Thursday, June 18, 2009

THE FLOWER CALLED NOWHERE: EAUX D'ARTIFICE

Anger made test shots for an adaptation of the Comte de Lautreamont's Les Chants des Maldoror, but--once again--no funds were forthcoming, and French surrealists, led by Ado Kyrou, allegedly promised bodily mischief if the director proceeded. Lautreamont's "Hymn to the Ocean" sequence was filmed, however, and the so-called war of pins and flies was photographed inside a glass container. Anger journeyed to Egypt in late 1951, where he began the outline for Hymn to the Sun, which reads much like a Paul Bowles scenario of magic and menace. This project, too, was never realized, and he soon settled in Rome. He still had film stock left over from the Pantheon project, and envisioned Eaux d'Artifice (1953; 13 minutes) as a four-part, increasingly-graphic account of the Sixteenth Century Cardinal Ippolito d'Este, whose family built the Tivoli Fountains.

D'Este, the second son of Lucrezia Borgia, was a hedonist whom Anger revered as a sex magician into golden showers: "...the whole garden is actually a private dirty joke. It has ten thousand fountains and everything is pissing on everything else and it's like inexhaustible piss." D'Este is perhaps a kindred spirit of Hellfire Club founder Sir Francis Dashwood, who (legend has it) designed a formal garden on his estate to resemble a nude woman whose double flowerbeds and shrubbery triangle were equipped with hidden fountains--much as Anger's Water Witch (Carmilla Salvatorelli) echoes minor Hellfire member the Chevalier d'Eon: both have been identified as persons of ambiguous sex. The performer was in fact female; she was a circus dwarf recommended to Anger by Federico Fellini. Taking as his model Giovanni Piranesi's etchings, Anger used her small size to suggest a greater scale to the water garden than actually exists, and the effect is stunning. This mysterious masked figure patrols the fountains under heavy gowns and an enormous headdress (which resembles frozen waves), observed by the streaming faces of baroque statues and accompanied by the staccato strings of Antonio Vivaldi's "Winter" section of "The Four Seasons."

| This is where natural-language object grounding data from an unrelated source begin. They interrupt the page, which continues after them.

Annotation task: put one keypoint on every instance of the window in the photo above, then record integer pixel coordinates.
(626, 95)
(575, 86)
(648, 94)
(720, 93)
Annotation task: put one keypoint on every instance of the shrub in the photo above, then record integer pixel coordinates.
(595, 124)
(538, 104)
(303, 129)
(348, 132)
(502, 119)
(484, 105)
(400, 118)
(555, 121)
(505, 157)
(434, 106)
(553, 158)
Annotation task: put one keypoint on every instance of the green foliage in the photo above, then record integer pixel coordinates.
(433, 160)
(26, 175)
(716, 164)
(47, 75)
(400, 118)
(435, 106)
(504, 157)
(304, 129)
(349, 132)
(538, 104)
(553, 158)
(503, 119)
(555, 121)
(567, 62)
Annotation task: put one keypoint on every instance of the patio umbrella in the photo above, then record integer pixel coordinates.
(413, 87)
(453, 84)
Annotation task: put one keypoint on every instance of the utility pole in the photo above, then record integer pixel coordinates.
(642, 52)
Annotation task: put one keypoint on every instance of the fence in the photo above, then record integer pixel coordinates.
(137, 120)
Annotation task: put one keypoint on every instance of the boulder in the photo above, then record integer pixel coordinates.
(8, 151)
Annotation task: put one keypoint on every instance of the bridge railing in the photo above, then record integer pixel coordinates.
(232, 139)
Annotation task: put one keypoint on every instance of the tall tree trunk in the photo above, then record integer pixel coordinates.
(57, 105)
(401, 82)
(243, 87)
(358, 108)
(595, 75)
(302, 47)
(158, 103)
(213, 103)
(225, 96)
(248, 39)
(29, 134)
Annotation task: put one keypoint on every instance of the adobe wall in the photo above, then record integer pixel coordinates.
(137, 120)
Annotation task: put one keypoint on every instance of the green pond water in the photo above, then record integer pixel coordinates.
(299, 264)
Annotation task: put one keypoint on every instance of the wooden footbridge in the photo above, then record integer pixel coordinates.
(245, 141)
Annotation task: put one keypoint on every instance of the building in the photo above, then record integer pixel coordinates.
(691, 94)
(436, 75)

Despite the fact that he was able to realize only a portion of the d'Este project, Eaux d'Artifice--whose imaginary French title puns on fireworks ("feux d'artifice")--remains Anger's most sensual picture. Visually, it expands upon such pioneering waterworks as Jorris Ivens' Regen ("Rain," 1929) and Ralph Steiner's H2O (1929); erotically and metaphysically, it expands the intersection of Nature and Supernature. One of Anger's greatest strengths is his manipulation of myth to create sacred space, a pagan zone just on the other side of things, accessible through the four elements. It's as if the camera has captured a time and place that never begins, yet never really ends. The backlit gardens employ natural sunlight to look like no night on earth, while the glowing serpentine water (its drops isolated at different camera speeds) recalls the gemlike hues in the "Toccata and Fugue in D Minor" sequence of Walt Disney's Fantasia (1940). By the time Salvatorelli, after playing hide and seek with the viewer, merges with the glittering spray, one is eager to join her in this incandescent darkness.

Fantoma derives its internegative from the original reversal A/B rolls. The restored blue tints of this black-and-white film (photographed through a red filter) enhance its oneiric appeal; especially enchanting is the emerald coloring of Salvatorelli's hand-held "fan of Exorcism," which is alchemically aglow like some enormous winged insect.

Anger says nothing about d'Este's exploits in his commentary, instead praising his actress and pointing out the use of magical coincidence in the film's most memorable sequence. A clog had caused the fountains to overflow on one level; this led to Salvatorelli's stately descent of the flooded steps, which shimmer in the shadows. Silent siren Louise Brooks considered Eaux d'Artifice Anger's "sexiest film," and certainly the spectral, spurting water is like an extended medley of the Dreamer's seminal submission in Fireworks. In 1993, the picture was selected for preservation by the Library of Congress.